The transformation acquired its own momentum; security begat more and more security. The steps that the Secret Service took in the days after Pearl Harbor were extraordinary even by today’s standards: No more members of the public were permitted to visit the White House’s first floor; every staffer and White House resident was fingerprinted; employees were given gas masks and practiced air raid drills. The first family grudgingly accepted Secret Service-sanctioned gun crews on the White House roof, and Eleanor even reasoned that the ban on flights over the White House at least gave her husband a better’s night sleep.

Although FDR quashed a proposal to camouflage the White House (to make it a more difficult target for enemy bombers), his Secret Service drilled hard with a stopwatch to spirit a wheelchair-bound man to a newly built bomb shelter in the Treasury Department.
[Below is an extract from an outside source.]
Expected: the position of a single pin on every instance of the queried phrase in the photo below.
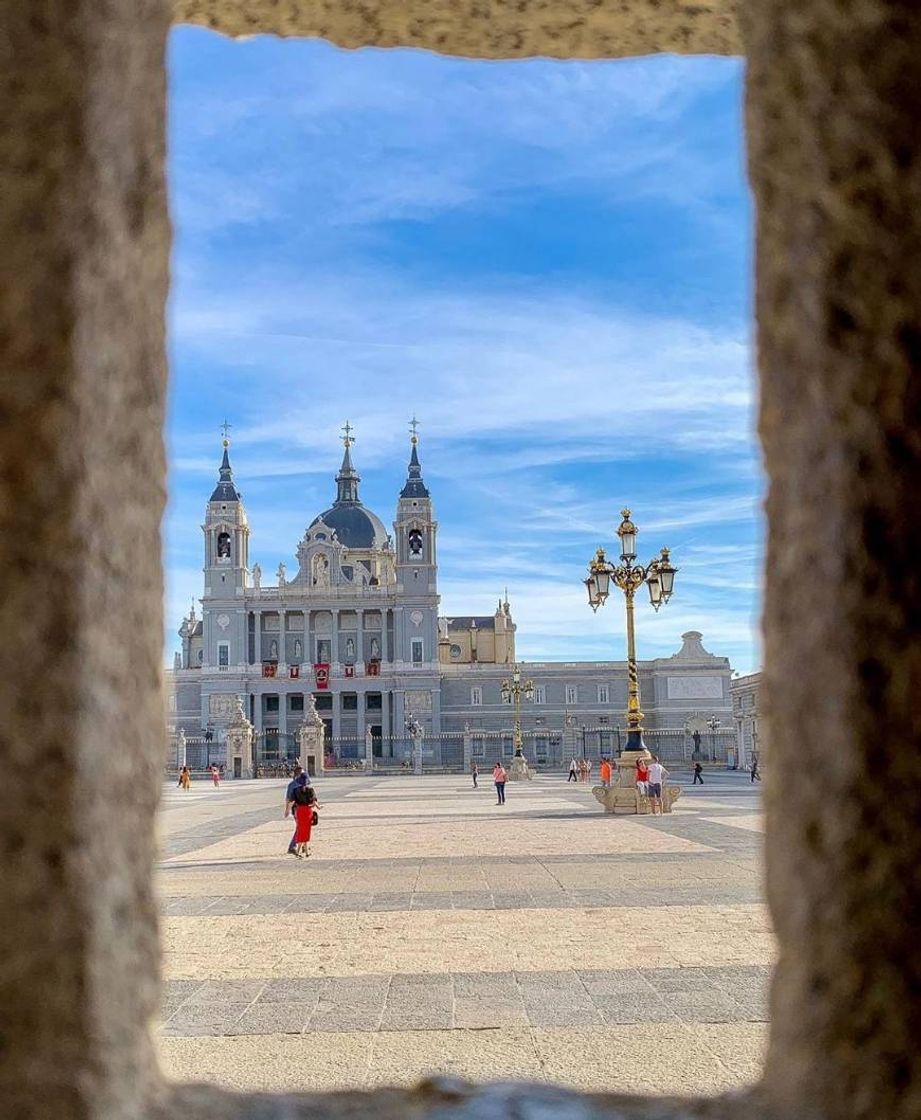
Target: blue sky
(548, 263)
When Secret Service agents forced FDR to dine one night with his Cabinet in the mansion and not in a less-secure hotel as originally planned, FDR deemed it “a wonderful opportunity . . . for Hitler.” If the Germans bombed the White House, they could destroy the government, and “if all of us except Frances were killed we would have a woman president,” FDR joked, referring to Labor Secretary Frances Perkins.
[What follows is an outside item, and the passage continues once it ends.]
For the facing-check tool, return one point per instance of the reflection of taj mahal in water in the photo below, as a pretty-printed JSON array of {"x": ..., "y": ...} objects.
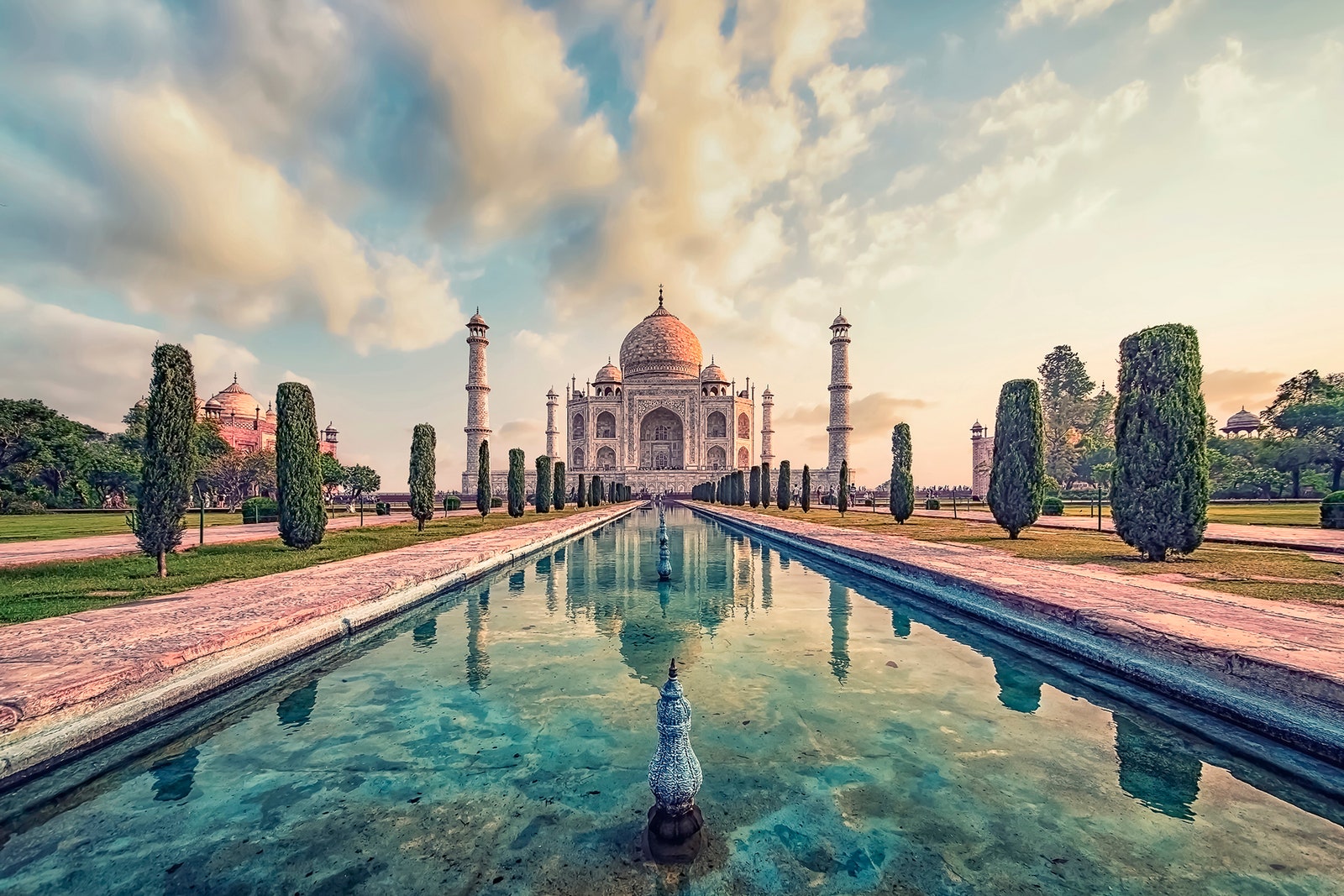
[{"x": 662, "y": 421}]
Since World War II, security at the White House has ebbed and flowed, but mostly it has moved in the direction of hardening the people’s house. President Dwight Eisenhower fled to an undisclosed location during annual nationwide evacuation drills, as the exercise required; after all, better to leave the White House when the threat was a nuclear bomb. The wave of political assassinations in the ’60s — John F. Kennedy, Robert F. Kennedy, Martin Luther King Jr. — hardly calmed the Secret Service. Bill Clinton closed the stretch of Pennsylvania Avenue in front of the White House to cars after the 1995 Oklahoma City bombing. And on Sept. 11, 2001, the White House, of course, was evacuated, and Secret Service agents thought President George W. Bush was safer on Air Force One, where he spent some of the day, than back in the mansion.
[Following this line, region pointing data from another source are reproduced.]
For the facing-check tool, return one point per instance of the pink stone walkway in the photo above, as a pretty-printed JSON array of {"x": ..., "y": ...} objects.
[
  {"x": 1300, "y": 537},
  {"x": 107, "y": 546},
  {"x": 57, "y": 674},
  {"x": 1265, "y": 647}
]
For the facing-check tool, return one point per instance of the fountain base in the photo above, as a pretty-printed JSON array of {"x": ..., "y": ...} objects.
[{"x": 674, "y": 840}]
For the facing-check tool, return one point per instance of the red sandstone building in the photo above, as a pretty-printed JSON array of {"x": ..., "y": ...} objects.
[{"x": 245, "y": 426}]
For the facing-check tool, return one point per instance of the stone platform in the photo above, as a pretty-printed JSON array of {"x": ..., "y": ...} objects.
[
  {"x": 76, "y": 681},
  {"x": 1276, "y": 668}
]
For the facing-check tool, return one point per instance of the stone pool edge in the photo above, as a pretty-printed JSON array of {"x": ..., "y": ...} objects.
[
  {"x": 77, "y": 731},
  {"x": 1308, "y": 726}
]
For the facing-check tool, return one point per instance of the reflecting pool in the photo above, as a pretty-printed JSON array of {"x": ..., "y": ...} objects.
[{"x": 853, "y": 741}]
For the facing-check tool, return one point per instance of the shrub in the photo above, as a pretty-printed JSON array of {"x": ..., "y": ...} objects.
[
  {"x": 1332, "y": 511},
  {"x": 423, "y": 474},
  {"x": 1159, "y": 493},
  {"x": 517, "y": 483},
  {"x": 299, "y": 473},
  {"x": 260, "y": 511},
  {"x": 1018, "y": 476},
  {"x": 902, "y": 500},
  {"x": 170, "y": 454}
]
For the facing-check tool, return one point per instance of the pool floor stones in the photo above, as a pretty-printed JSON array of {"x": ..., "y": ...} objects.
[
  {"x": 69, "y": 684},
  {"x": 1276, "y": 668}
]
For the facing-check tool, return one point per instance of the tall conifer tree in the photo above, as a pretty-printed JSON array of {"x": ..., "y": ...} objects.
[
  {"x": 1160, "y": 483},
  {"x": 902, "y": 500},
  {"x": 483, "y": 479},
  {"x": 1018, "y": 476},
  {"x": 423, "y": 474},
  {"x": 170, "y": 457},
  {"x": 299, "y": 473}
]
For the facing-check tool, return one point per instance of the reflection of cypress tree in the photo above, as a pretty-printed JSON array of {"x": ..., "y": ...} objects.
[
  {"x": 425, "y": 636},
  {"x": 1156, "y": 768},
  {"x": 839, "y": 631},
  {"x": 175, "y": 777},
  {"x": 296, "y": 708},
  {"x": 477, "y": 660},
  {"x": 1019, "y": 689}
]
It is conceivable that the Secret Service, on high alert for so long in the years since 9/11, recently let down its guard. It’s also plausible that the agency, which has been heroically depicted in films starring Clint Eastwood, among others, became convinced of its own invincibility. Or perhaps budget cuts and alcohol-fueled scandals have taken their toll. Whatever the explanation for the recent debacles, they are likely to push the White House, Washington and the country to security steps that will continue to make the people’s house a relic of a pre-Pearl Harbor world.